In such installation the spacing frame, to separate the original pane of glass in the installed window from the new pane, is assembled and is cemented or sealed into place, preferably using a silicone rubber adhesive which cures at room temperature, usually desirably absorbing moisture in its cure. After approximately 24 hours the frame will be firmly adhered to the original pane and any surplus adhesive may be removed from it and the pane, as by scraping with the razor blade, after which the surface may be cleaned and dried. A coating of the silicone rubber adhesive or other sealant may then be applied to the face of the separating assembly facing outward (against which the second piece of glass will be sealed), the adhesive tape may be removed from the wall of at least one of the sides of the spacing unit and the new pane of glass may be placed in position on the frame, trapping any air between the two panes permanently as in conventional dual-glazed windows. Curing of the adhesive helps to remove some moisture from the air and additional moisture is removed by the desiccant. Also, in cases where the adhesive or the other elements of the assembly contain moisture, whether apparent, occluded, as water of hydration or crystallization, absorbed or adsorbed, the desiccant will often effectively remove it too. Finally, to insure complete sealing and to improve the appearance of the window a further coating of adhesive is applied on the outer periphery of the installed pane of glass and the decorative framing is pressed against it, completing the operation. In approximately 24 hours, sometimes a day or so more, the adhesive will be in its final set and the hermetic seal will thereafter be maintained. In the event that the side members or framing members are slightly too long, possibly due to incorrect initial measurement before ordering, they may be cut to the correct length with a hacksaw or similar tool before assembly with the corner members. If slightly too short they may be installed with little disadvantage since the difference in length will often be difficult to note and if desired, the opening may be filled with appropriate caulking compound, putty or other plastic material.

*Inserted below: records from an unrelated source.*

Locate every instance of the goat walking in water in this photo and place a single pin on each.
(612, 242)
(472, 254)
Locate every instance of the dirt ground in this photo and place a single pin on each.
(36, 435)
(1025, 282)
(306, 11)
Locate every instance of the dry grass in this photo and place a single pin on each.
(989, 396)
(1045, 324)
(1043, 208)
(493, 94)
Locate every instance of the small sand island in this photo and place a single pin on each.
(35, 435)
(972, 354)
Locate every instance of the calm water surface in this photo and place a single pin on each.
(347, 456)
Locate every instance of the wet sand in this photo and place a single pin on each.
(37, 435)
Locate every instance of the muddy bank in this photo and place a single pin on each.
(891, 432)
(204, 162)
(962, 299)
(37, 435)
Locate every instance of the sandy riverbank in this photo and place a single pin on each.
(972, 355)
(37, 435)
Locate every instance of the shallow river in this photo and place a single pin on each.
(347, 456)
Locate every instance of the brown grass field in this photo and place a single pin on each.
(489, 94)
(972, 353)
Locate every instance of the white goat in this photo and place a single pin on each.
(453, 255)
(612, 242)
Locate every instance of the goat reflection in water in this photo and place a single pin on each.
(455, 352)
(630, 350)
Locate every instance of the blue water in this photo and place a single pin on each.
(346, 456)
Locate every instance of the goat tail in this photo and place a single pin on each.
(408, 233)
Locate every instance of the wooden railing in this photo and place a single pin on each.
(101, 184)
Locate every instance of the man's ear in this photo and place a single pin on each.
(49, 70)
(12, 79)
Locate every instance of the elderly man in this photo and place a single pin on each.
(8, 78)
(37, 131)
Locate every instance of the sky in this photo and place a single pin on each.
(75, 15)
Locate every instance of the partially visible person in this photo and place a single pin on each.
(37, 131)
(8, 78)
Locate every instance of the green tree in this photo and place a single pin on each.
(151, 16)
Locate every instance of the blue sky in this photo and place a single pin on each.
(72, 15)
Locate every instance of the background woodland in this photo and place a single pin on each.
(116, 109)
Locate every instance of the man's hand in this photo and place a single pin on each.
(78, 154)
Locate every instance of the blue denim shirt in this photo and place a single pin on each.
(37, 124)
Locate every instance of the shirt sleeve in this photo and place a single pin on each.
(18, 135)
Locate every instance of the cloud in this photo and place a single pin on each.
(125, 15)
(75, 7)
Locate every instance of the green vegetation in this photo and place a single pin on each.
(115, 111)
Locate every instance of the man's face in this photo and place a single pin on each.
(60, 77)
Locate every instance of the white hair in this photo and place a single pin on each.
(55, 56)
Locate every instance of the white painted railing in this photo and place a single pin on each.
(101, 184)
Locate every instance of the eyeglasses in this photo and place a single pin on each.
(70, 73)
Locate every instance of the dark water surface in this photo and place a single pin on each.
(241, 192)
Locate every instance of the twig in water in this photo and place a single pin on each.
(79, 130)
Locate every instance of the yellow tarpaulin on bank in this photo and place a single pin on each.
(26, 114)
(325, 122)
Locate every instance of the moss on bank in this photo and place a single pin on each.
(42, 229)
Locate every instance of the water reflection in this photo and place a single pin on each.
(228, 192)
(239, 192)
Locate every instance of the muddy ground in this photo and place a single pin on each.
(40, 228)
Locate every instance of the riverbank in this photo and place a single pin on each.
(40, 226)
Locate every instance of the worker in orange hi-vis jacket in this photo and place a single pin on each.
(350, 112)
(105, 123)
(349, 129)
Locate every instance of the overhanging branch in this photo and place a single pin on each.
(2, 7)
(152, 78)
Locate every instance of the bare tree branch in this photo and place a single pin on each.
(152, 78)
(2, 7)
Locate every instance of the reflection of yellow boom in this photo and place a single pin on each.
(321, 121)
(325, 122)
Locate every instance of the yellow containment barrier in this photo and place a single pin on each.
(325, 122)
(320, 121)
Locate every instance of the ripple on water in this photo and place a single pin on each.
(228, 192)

The component parts and materials utilized in making the spacers and kits of this invention and in the installation of the double-glazed windows are chosen to be suitable for the particular job being done. For example, if the double-glazed window is being installed outside, rather than inside the already installed pane, different, heavier and more weatherproof materials may be utilized. However, normally the tubing, if of aluminum or aluminum-magnesium alloy, will be of a thickness of 0.3 to 1.5 mm. preferably about 0.4 to 0.8 mm. The frame will normally be about 0.5 to 1.5 cm. wide but the width of entrapped air will be slightly greater, due to the additional layers of cement or sealant between the glass and the frame. Generally, the other cross-sectional measurement of the frame will be about 1/2 to twice the mentioned width. Approximately the same dimensions apply when plastic tubing is utilized. The opening or seam on the inner face of the spacing member will usually be of a width in the range of 0.05 to 0.2 mm., preferably about 0.1 mm. The desiccant may be any suitable size larger than the mentioned opening but the particle size (diameter) will normally be in the range of 0.5 to 3 mm. for granular material, preferably 1 to 2 mm. The sealing tape will generally be of a thickness, including the adhesive thereon, of 0.05 to 0.3 mm., preferably about 0.1 mm. The thickness of sealant to hold the frame to the glass panes and to hold the decorative framing pieces to the glass will usually be the minimums possible, e.g., 0.1 to 0.4 mm. The thicknesses of sealant in the spacing tube to prevent air contact with the desiccant through the ends of such tubes will often be in the range of 5 mm. to 2 cm. The decorative framing members will usually be from 1 to 2 mm. thick and will be wide enough so as to cover the installed spacing member, usually being about 0.5 to 1.5 cm., e.g., 1 cm. wide. Although the dimensions given are useful as guides it will be realized that with modifications of designs of the various components they are subject to change.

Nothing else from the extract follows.